John Cusack stars as Nick Easter, a seemingly normal video game store clerk. When Nick is called for jury duty, he reacts like most Americans, utter contempt and annoyance. However, that is merely a cover. Nick has been trying for jury duty and the opportunity to sit in on a huge lawsuit against gun manufacturers. Nick, along with his girlfriend Marlee (Rachel Weisz), are rigging the jury in a scam to soak either side to pay them $10 million dollars.

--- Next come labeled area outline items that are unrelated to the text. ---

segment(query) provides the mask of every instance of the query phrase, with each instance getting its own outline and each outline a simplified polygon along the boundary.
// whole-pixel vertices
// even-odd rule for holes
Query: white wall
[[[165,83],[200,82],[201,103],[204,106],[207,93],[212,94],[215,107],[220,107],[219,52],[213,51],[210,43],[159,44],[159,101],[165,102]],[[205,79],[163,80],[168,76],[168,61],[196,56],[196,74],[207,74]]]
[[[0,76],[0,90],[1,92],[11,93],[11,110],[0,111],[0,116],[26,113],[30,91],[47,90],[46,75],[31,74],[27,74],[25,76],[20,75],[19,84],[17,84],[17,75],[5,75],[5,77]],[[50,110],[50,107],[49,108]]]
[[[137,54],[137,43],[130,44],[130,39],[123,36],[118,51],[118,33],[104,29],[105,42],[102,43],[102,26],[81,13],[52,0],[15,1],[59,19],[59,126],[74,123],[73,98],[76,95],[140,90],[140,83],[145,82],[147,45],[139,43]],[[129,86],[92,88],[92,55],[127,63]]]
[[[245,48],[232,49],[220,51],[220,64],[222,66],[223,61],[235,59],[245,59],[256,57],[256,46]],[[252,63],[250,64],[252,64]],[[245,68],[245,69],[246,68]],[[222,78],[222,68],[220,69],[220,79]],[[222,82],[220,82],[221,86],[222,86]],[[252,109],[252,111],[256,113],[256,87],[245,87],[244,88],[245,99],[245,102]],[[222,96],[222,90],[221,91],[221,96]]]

On one side is the noble Southern gentlemen Wendell Rohr (Dustin Hoffman), representing the wife of a stockbroker who was killed in an office shooting by a disgruntled employee with an illegally purchased semi-automatic weapon. It is Rohr's contention that gun manufacturers were aware of and rewarding the illegal sales of their guns by company owned gun stores.
On the opposing side, representing the gun manufacturers is Durrwood Cable (Bruce Davison). He however is merely the legal mouthpiece for a shady jury consultant named Rankin Fitch (Gene Hackman). Fitch is the gun manufacturer’s hired gun for rigging a favorable jury by any means necessary. With the help of his team of investigators, Finch compiles blackmail information against potential jurors.

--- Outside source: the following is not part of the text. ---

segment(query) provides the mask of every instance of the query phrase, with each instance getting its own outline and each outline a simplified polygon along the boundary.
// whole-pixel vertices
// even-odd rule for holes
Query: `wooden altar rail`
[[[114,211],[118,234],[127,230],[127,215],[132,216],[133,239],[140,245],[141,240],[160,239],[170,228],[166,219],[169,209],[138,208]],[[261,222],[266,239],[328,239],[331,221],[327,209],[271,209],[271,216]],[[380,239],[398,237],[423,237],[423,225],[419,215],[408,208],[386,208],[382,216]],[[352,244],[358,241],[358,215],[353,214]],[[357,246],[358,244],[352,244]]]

That sets the tables for a number of clever twists and turns, but not so clever that they wink at the audience. Clever in the sense that they play directly to audience expectations. The twists don't surprise the audience, but they aren't insultingly predictable. Screenwriter Brian Koppelman does a great job of adapting Grisham's tight pacing and colorful characters, even as he is forced to change the trial from Grisham's tobacco companies to gun companies. I say forced to change because lawsuits against tobacco companies aren't exactly a fresh topic.
My favorite part of Runaway Jury however is the film’s unquestionably liberal politics. Where so many films shy away from taking a stand on an issue, Runaway Jury is clearly sympathetic to the liberal cause of gun control. The gun manufacturers are the most thinly drawn characters and their smoke-filled private meetings in which all the major gun companies discuss their conspiracy is so blatantly conspiratorial you marvel at the filmmaker’s brazenly malevolent portrayal.
Director Gary Fleder is the perfect director for Grisham. His last directorial outing was the non-Grisham Grisham movie High Crimes. Both films have a mere gloss of real law and are heavy on the melodrama. Both films cleverly cast their films with actors whose audience cache get us past minor plot holes and specious legal wrangling. Fleder has the same talent for pacing as Grisham and while the story is somewhat unwieldy with a number of small supporting characters that get lost occasionally, Runaway Jury is still a very entertaining legal thriller.